Oh, my God! do _you?_
_Ulr._ Why do you ask?
_Ida._ Because you look as if you saw a murderer!
_Ulr._ (_agitatedly_).
Ida, this is mere childishness; your weakness 200
Infects me, to my shame: but as all feelings
Of yours are common to me, it affects me.

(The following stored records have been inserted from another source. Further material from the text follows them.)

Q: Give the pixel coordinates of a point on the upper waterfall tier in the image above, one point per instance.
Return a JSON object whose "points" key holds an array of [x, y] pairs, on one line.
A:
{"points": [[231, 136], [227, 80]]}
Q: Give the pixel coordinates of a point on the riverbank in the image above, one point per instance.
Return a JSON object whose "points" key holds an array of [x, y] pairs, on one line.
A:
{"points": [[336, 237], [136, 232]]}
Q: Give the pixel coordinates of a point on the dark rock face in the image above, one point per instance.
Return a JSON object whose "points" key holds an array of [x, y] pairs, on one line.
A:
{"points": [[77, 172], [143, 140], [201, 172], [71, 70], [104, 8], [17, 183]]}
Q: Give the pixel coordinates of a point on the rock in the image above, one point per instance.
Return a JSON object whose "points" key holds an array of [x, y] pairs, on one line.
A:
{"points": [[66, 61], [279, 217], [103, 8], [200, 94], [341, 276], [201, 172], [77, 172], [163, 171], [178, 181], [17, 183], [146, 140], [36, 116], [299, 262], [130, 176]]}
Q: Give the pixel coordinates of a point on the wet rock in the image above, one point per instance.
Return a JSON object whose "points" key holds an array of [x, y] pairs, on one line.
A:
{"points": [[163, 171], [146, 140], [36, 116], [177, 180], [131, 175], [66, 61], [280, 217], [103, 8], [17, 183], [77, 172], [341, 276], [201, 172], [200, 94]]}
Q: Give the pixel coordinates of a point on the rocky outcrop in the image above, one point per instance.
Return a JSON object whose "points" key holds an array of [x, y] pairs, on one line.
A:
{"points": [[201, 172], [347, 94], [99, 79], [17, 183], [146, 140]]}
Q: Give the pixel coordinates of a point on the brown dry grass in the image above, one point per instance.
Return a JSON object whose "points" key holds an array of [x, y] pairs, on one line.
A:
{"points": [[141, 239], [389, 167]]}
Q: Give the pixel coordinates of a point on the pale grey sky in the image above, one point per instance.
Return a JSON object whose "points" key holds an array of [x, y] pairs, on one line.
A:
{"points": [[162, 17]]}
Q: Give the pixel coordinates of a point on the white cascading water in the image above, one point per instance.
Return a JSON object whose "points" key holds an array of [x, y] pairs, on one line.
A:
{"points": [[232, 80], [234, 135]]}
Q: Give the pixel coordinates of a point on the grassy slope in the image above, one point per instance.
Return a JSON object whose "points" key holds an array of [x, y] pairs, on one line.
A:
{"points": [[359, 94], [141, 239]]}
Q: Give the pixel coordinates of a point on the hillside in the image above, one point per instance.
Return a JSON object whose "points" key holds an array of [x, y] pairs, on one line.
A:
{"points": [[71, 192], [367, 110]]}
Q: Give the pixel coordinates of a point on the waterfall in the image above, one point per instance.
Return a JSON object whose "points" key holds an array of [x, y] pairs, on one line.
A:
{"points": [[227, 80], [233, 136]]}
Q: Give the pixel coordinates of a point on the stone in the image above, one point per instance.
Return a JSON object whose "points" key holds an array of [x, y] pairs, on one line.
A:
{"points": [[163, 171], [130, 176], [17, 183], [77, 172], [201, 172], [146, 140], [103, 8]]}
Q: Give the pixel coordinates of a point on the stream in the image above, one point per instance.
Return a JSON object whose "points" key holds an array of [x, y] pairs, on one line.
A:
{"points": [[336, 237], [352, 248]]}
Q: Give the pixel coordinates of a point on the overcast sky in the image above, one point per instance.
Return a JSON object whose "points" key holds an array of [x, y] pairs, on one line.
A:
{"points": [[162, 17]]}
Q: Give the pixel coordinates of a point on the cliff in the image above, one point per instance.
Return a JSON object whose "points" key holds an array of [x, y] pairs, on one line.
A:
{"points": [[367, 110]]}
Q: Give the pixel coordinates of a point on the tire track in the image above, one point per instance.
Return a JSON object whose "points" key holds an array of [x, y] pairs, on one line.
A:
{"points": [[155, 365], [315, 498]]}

Prithee, sweet child, change----
_Ida._ Child, indeed! I have
Full fifteen summers! [_A bugle sounds_.
_Rod._ Hark, my Lord, the bugle!
_Ida_ (_peevishly to_ RODOLPH).
Why need you tell him that? Can he not hear it
Without your echo?
_Rod._ Pardon me, fair Baroness!
_Ida._ I will not pardon you, unless you earn it
By aiding me in my dissuasion of
Count Ulric from the chase to-day.
_Rod._ You will not,
Lady, need aid of mine.
_Ulr._ I must not now 210
Forgo it.
_Ida._ But you shall!
_Ulr._ _Shall!_
_Ida._ Yes, or be
No true knight.--Come, dear Ulric! yield to me
In this, for this one day: the day looks heavy,
And you are turned so pale and ill.
_Ulr._ You jest.
_Ida._ Indeed I do not:--ask of Rodolph.
_Rod._ Truly,
My Lord, within this quarter of an hour
You have changed more than e'er I saw you change
In years.
_Ulr._ 'Tis nothing; but if 'twere, the air
Would soon restore me. I'm the true cameleon,
And live but on the atmosphere;[196] your feasts 220
In castle halls, and social banquets, nurse not
My spirit--I'm a forester and breather
Of the steep mountain-tops,[197] where I love all
The eagle loves.
_Ida._ Except his prey, I hope.
_Ulr._ Sweet Ida, wish me a fair chase, and I
Will bring you six boars' heads for trophies home.
_Ida._ And will you not stay, then? You shall not go!
Come! I will sing to you.
_Ulr._ Ida, you scarcely
Will make a soldier's wife.
_Ida._ I do not wish
To be so; for I trust these wars are over, 230
And you will live in peace on your domains.